According to the tree diagram, the two most similar goods are whole milk and yogurt, and bottled water and soda。
Affinity is a measure of similarity of two items and can be representead as:
\[ A(i,j)=\frac{supp(i,j)}{supp(i)+supp(j)-supp(i,j)}\]
The larger the value, the more similar the two products are, and the more customers are inclined to buy them together at the time of purchase.
a = affinity(trans.sel)
round(a, digits=3)
## An object of class "ar_similarity"
## bottled water rolls/buns soda whole milk yogurt
## bottled water 0.000 0.080 0.114 0.097 0.089
## rolls/buns 0.080 0.000 0.112 0.137 0.107
## soda 0.114 0.112 0.000 0.088 0.087
## whole milk 0.097 0.137 0.088 0.000 0.139
## yogurt 0.089 0.107 0.087 0.139 0.000
## Slot "method":
## [1] "Affinity"
par(mar=c(4,8,4,4))
image(a, axes=FALSE)
axis(1,at=seq(0,1,l=ncol(a)),labels=rownames(a),cex.axis=0.5)

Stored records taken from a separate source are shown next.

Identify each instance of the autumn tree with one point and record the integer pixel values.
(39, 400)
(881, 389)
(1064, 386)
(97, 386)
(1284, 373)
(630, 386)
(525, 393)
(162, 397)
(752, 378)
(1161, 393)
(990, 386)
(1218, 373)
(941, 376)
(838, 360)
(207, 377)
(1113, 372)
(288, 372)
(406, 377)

axis(2,at=seq(0,1,l=ncol(a)),labels=rownames(a),cex.axis=0.6, las=2)
As can be seen from the graph above, the darker the color of the intersection, the more likely it is that the two items will be purchased together. From the graph above, it is clear that whole milk and rolls/buns, whole milk and yogurt, soda and bottled water, and soda and rolls/buns consumers often buy them together.
Based on the above analysis, it is clear that the product frequently purchased by the consumers of this store is whole milk. the products frequently purchased along with whole milk are yogurt, rolls/buns. the product combinations that are also frequently purchased include soda and bottled water, soda and rolls/buns.
The owner of the store can adjust the product placement based on the results of the above analysis.